Covanta has extracted ferrous metal from ash for years, then removed nonferrous metals using eddy current technology. But eddy current has limitations. It can’t distinguish between nonferrous alloys, so all alloys are removed together and end up in one pile, explains Robert Blenden, senior director in Covanta’s metals management group.
The new plant leverages inductive sorting to recover and separate nonferrous metals. Inductive sorting units identify nonferrous metals as they move on the conveyor belt and eject them by air.
Covanta has increased its ferrous and nonferrous metal recovery by 125,000 tons over five years, recovering over 500,000 tons annually. It’s invested $100 million in upgrades to do so.
“Metal is our third revenue steam and through diversion we can realize cost avoidance [tipping fees],” Blenden says. “And because we have total control of the process we are in a stronger position to limit environmental risks. We are cutting emissions and avoiding the need to mine more.”

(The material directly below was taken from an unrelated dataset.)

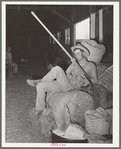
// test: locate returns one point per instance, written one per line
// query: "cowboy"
(56, 80)
(10, 62)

Improving processing of nonferrous metals will have impacts on Covanta’s bottom line, he adds. It sells commingled nonferrous metals today than it would be able to sell the same metals separated by alloy.
The facility is designed to recover metal units as small as 5 mm—that could be a piece of copper the size of a nail clipping. Conventional systems have limited ability to work with small pieces.
“The biggest lesson we learned is there are parts of the world where bottom and fly ash are separate, while in the U.S. we dispose them together,” Blenden says. “The technology in Europe is for bottom ash only, for example, and is not efficient for the U.S. market. Recovering from combined ash is more challenging. So we had to adjust the technology to be able to do this.”
There has been a strong focus on metal recovery across the waste-to-energy (WTE), driven largely by economics.
“The more revenue you can come up with the less pressure there is on industry when energy prices are low. And people will pay more attention to metal recovery then,” says Ted Michaels, president of the Energy Recovery Council, the national trade association for the WTE industry.
As technology improves, more companies are investing in nonferrous metal recovery.
Lancaster County in Pennsylvania has two WTE facilities and has entered into a long-term contract with Annapolis, Md-based Inashco, North America to recover metals from WTE ash. Wheelabrator Technologies has also teamed with Inashco in a 50/50 joint venture. And Republic recently opened an ash metal recovery facility at a landfill in Washington.
However, ISRI Chief Economist and Commodities Director Joseph Pickard questions this trend’s benefits for the scrap metal niche.
“When we have challenging conditions, markets tend to focus on what they can improve, and making consistently clean scrap and quality become important for our industry,” Pickard says. “The question is whether companies collecting unsorted materials can increase quality. I think better sortation at the original source [rather than WTE facilities] tends to result in better volumes and better quality.”
Michaels believes communities with WTE operations will benefit, largely from credits for what would have been buried.
“And from a facility perspective, what’s left over contains metals you are paying to dispose of,” Michaels says. “Now you are increasing recovery and you are turning an expense into a revenue stream, and that’s a big swing.”
The trend, he projects, will become to reuse more ash and, with that, extract more metal.